Statistics for Research - L8 - Descriptive Statistics using R
Based on Research With Fawad's video on YouTube. If you like this content, support the original creators by watching, liking and subscribing to their content.
Central tendency summarizes what’s typical using mean (interval/ratio), median (ordinal), and mode (nominal).
Briefing
Descriptive statistics boil down to two goals: summarize what’s “typical” in a dataset and quantify how widely values spread. Central tendency answers what a typical value looks like—using the mean, median, or mode depending on the measurement scale—while dispersion (variability) shows whether those typical values are reliable or whether observations are scattered. Together, these measures form the baseline evidence researchers report in theses and papers.
Central tendency starts with the mean, the arithmetic average found by summing all observations and dividing by the number of cases. Mean is the go-to measure for interval and ratio variables, such as heights. When values are ordered but not evenly spaced—ordinal data—median becomes the better choice, defined as the middle value once data are arranged from lowest to highest. For nominal variables, where categories have no natural order, the mode is used: the category value that appears most often. The transcript illustrates mode with a small example where “male” (coded as 1) appears more frequently than “female” (coded as 2), making 1 the mode.
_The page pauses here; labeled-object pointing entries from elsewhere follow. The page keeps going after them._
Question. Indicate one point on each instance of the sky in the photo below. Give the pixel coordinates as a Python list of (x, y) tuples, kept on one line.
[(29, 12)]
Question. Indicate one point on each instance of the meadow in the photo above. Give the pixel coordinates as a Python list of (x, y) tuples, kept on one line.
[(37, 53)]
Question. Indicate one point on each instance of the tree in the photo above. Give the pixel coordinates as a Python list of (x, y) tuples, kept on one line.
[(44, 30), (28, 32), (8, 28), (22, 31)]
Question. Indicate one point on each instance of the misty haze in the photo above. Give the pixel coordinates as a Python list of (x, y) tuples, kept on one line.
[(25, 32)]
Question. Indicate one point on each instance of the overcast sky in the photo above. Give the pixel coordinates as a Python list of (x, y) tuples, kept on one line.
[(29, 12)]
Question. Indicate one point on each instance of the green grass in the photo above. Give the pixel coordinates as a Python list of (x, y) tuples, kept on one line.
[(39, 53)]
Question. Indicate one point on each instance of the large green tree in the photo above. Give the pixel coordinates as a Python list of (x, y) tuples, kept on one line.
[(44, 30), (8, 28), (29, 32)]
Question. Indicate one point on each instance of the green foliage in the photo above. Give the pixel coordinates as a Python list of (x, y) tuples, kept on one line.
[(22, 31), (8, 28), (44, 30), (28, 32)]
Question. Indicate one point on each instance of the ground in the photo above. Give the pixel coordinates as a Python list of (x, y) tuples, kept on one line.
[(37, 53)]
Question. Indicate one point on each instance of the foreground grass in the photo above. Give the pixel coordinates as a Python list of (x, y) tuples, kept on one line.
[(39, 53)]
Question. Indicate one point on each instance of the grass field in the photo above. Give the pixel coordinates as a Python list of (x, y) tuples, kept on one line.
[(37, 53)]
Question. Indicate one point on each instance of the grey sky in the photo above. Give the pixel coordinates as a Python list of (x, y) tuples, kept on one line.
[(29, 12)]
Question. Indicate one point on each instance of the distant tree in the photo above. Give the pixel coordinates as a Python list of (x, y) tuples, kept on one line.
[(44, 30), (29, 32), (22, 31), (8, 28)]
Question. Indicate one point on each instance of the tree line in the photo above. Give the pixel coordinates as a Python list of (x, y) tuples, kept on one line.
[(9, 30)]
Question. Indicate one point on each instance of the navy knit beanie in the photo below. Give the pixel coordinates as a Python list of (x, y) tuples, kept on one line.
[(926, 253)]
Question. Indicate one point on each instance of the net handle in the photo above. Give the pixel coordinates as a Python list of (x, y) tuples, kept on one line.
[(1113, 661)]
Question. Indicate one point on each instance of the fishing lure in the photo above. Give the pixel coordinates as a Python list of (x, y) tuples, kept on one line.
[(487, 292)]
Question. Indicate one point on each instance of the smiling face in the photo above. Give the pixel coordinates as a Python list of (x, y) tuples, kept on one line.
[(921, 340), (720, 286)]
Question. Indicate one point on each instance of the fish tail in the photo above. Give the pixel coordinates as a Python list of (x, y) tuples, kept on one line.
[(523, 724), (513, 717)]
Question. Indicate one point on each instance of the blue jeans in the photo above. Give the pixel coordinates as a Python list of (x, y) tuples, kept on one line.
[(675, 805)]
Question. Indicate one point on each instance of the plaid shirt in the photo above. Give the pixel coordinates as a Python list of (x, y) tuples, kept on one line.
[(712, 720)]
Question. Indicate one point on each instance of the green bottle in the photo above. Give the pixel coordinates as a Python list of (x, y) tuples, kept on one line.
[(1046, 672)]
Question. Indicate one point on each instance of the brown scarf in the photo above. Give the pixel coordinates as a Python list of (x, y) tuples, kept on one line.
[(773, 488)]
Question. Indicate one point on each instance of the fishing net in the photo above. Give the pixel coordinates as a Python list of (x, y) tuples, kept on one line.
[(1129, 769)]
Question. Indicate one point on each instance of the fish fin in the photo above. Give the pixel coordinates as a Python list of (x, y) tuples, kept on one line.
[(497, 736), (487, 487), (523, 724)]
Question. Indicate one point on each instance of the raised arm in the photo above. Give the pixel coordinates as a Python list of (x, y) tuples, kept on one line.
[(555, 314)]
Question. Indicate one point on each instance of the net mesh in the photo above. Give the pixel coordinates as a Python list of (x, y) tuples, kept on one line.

Dispersion then addresses a different question: even if there’s a typical value, how tightly do observations cluster around it? The range provides a quick sense of spread by subtracting the minimum from the maximum. For a more informative measure, standard deviation is used to indicate how much values generally vary from the mean. Lower standard deviation means most observations sit close to the mean, while higher standard deviation signals wider scattering. Standard error refines this idea for inference by estimating how accurately a sample mean represents the true population mean; it’s computed by dividing the standard deviation by the square root of the sample size. In practice, lower standard error implies greater accuracy.
The session then shifts from concepts to implementation in R, positioning R as a free, open-source statistical computing language used to write and run data-analysis code. After recommending an IDE like RStudio, it walks through the workflow: download R and RStudio, create an R script, load a CSV dataset using read.csv, and verify the import with head. From there, summary statistics are produced with summary, which returns key distribution metrics such as minimum, quartiles, median, mean, and maximum for each variable.
For specific measures, the transcript demonstrates mean(), median(), and standard deviation calculations by targeting a variable via the dataset object and the $ operator (e.g., data$V1). It also notes a practical limitation: R doesn’t provide a built-in mode function by default, so the workflow uses an external package. Installing and loading the package (via install.packages and library) enables a mode() function to compute the most frequent value for numeric variables and categorical codes (e.g., mode for a gender variable). The result is a repeatable recipe for reporting central tendency and dispersion in research settings, with a promise of more advanced statistics in later sessions.
Cornell Notes
The session defines descriptive statistics as a way to report two things about data: central tendency and dispersion. Central tendency identifies a typical value using mean for interval/ratio variables, median for ordinal variables, and mode for nominal variables. Dispersion measures how spread out observations are, using range, standard deviation, and standard error; standard deviation reflects variability around the mean, while standard error gauges how accurately a sample mean estimates the population mean. It then demonstrates how to compute these measures in R by loading a CSV file, checking it with head, using summary for overall statistics, and applying functions like mean() and median(). Because mode isn’t built in, it uses an external package (e.g., DescTools) to calculate mode.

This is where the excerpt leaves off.